Negotiators from the two sides are in talks to form a coalition government. They said the agreement would involve listed companies and those with a works council.
Three weeks of coalition talks have made modest progress. Both sides are making concessions but the conservatives want their victory in September's election reflected in the deal.
Germany introduced voluntary targets for women in top management positions in 2001, but little changed. In 2011 blue-chip companies agreed to try to boost women on boards, again through voluntary targets.
The centre-left SPD had pushed for 40 percent women on boards in stages from 2021. The conservatives had resisted fixed targets.
"This is an important signal to improve the career chances for women and for greater equality in the labour market," said Manuela Schwesig, who led the talks for the SPD.
Annette Widmann-Mauz, leading the talks for Merkel's conservative Christian Democrats (CDU) and Christian Social Union (CSU), called the agreement a breakthrough for women.
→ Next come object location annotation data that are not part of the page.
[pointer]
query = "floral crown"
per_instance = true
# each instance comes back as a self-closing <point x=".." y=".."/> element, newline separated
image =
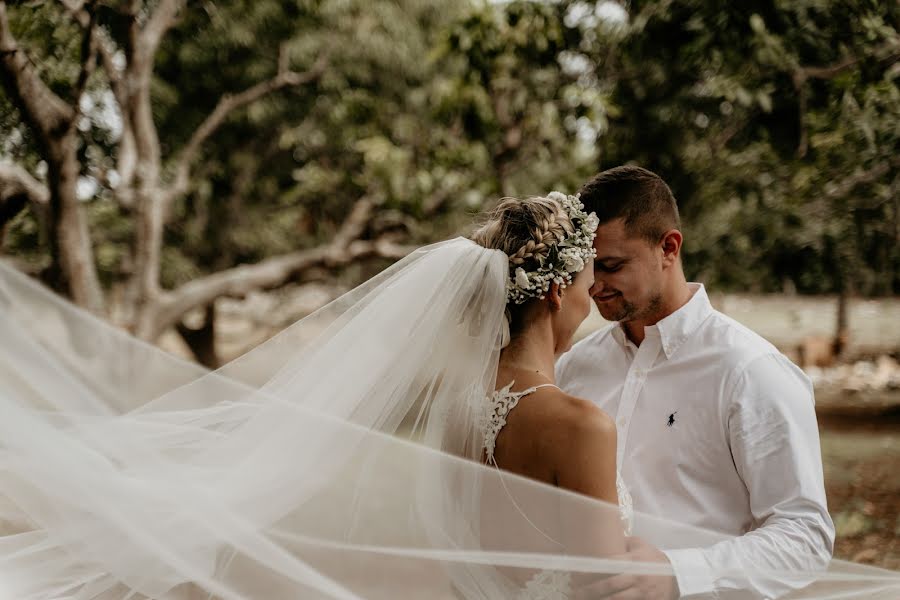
<point x="563" y="260"/>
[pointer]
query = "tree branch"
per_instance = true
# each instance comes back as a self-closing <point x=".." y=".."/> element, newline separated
<point x="228" y="104"/>
<point x="267" y="274"/>
<point x="872" y="175"/>
<point x="18" y="189"/>
<point x="47" y="113"/>
<point x="886" y="52"/>
<point x="162" y="19"/>
<point x="88" y="60"/>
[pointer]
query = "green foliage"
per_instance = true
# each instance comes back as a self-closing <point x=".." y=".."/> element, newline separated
<point x="776" y="123"/>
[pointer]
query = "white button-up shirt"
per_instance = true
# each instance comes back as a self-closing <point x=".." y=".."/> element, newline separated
<point x="716" y="429"/>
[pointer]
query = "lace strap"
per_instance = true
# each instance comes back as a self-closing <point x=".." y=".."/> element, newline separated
<point x="497" y="410"/>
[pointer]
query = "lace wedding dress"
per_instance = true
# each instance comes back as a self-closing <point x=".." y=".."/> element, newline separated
<point x="546" y="584"/>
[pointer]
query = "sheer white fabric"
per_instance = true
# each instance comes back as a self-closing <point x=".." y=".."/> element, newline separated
<point x="544" y="585"/>
<point x="340" y="459"/>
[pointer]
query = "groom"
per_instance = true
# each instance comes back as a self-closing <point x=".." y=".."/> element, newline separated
<point x="716" y="428"/>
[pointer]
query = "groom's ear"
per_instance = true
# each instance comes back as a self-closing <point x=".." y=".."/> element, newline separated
<point x="554" y="295"/>
<point x="670" y="244"/>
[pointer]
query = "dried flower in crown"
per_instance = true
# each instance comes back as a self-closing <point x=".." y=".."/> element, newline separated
<point x="564" y="259"/>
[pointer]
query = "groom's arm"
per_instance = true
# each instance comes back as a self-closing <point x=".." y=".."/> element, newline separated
<point x="774" y="441"/>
Under the new law, companies unable to appoint women to at least 30 percent of open board seats from 2016 would be required to leave those seats vacant.
"It's a toad that we're going to have to swallow," said CDU parliamentarian Michael Fuchs. "There are companies where that's going to be difficult."
Women currently hold about 12% of corporate board seats, according to German media reports.
Among the 30 largest DAX companies, women have 101 of the 488 board seats, or 22%, according to the DSW, Germany's largest association of private investors.
The European Commission last year proposed requiring companies with more than 250 workers and listed in European Union countries to have 40% of women on their boards by 2020. But Germany and other EU countries resisted. Germany said those rules should be set at the national level.
Norway, which is not an EU member, imposed a 40% quota in 2003, a target reached in 2009. Norwegian companies can be liquidated if they fail to reach the target.